Validation during generation
With MCP active, Copilot can flag issues before you run bicep build. If you write a property name that doesn't exist in the schema, Copilot can identify it immediately, similar to IntelliSense for a typed language.
Example: hub-spoke network with MCP
Use this prompt with MCP active to generate a complete hub-spoke topology:
Generate a Bicep template for a hub-spoke VNet topology:
- Hub VNet: 10.0.0.0/16 with AzureFirewallSubnet (/26) and GatewaySubnet (/27)
- Spoke VNet: 10.1.0.0/16 with an application subnet (/24)
- VNet peering between hub and spoke (both directions)
- Azure Firewall Standard tier in the hub
- Azure Firewall Policy linked to the firewall
- Public IP for the firewall
- NSG on the application subnet blocking inbound SSH and RDP from internet
- Log Analytics Workspace for diagnostic logging
- Diagnostic settings on the firewall sending logs to the workspace
Parameters: location, environment, owner, costCenter
Use latest stable API versions.
With MCP active, Copilot uses current API versions, correctly links the firewallPolicy to the AzureFirewall resource, generates the diagnosticSettings resource with the right logs and metrics array format, and uses dependsOn only where symbolic references aren't sufficient.
Validation and best practices
Always run az bicep build
After every Copilot generation, run:
az bicep build --file main.bicep
This command compiles Bicep to Azure Resource Manager JSON and catches syntax errors, missing required properties, and invalid references. It's a fast validation step that catches many issues before deployment.
Use what-if before every deployment
The what-if command shows exactly what Azure creates, modify, or delete, without making any changes:
az deployment group what-if \
--resource-group rg-iaclab \
--template-file main.bicep \
--parameters @params.json
Review the output before every deployment. Look for resources being deleted that you didn't intend to remove, modifications that look unexpected, and a resource count that matches your design.
Use parameter files for environment-specific values
Copilot can generate parameter files from your templates:
Generate a Bicep parameters file (bicepparam format) for the template above.
Create values appropriate for a staging environment.
Include comments explaining what each parameter controls.
This kind of prompt produces a .bicepparam file you can version-control alongside the template, with one file per environment.
Ask Copilot to document its output
Add @description() decorators to every parameter and output in this template.
The descriptions should be clear enough for someone who has never seen the template
to understand what each parameter controls and what constraints apply.

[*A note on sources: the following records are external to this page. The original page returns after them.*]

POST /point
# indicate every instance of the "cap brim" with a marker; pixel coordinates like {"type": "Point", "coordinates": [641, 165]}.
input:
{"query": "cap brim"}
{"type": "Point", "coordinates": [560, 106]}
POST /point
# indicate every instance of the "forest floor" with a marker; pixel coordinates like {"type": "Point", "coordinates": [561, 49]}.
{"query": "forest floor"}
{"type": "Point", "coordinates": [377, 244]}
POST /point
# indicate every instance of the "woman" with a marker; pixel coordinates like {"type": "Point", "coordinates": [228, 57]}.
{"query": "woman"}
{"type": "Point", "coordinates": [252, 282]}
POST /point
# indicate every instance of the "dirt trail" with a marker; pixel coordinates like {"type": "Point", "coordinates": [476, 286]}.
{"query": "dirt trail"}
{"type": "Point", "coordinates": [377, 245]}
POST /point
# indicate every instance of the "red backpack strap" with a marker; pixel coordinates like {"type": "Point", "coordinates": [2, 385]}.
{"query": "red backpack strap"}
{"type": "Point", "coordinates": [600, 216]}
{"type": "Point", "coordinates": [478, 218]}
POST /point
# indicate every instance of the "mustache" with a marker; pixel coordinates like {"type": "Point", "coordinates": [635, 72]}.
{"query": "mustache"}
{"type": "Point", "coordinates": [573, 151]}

This example of a prompt makes the template self-documenting and improves the what-if output, which displays parameter descriptions.
Fixing common issues with Copilot
Invalid resource reference
Symptom: bicep build fails with "The referenced resource could not be found."
This Bicep template has an invalid resource reference at line [X].
The resource [name] references [other resource] but uses a hardcoded string
instead of the symbolic name. Fix all cross-resource references to use
symbolic names.
Circular dependency
Symptom: bicep build fails with "A cycle was detected in the template."
This Bicep template has a circular dependency between [resource A] and
[resource B]. Restructure the template to break the cycle. One approach
is to use an existing() reference for one of the resources.
Outdated API version
Symptom: Deployment fails with "The resource type [X] was not found in the namespace."
The resource type [Microsoft.Network/azureFirewalls@2021-02-01] appears to
use an outdated API version. Update it to the current stable API version
and adjust any properties that have changed.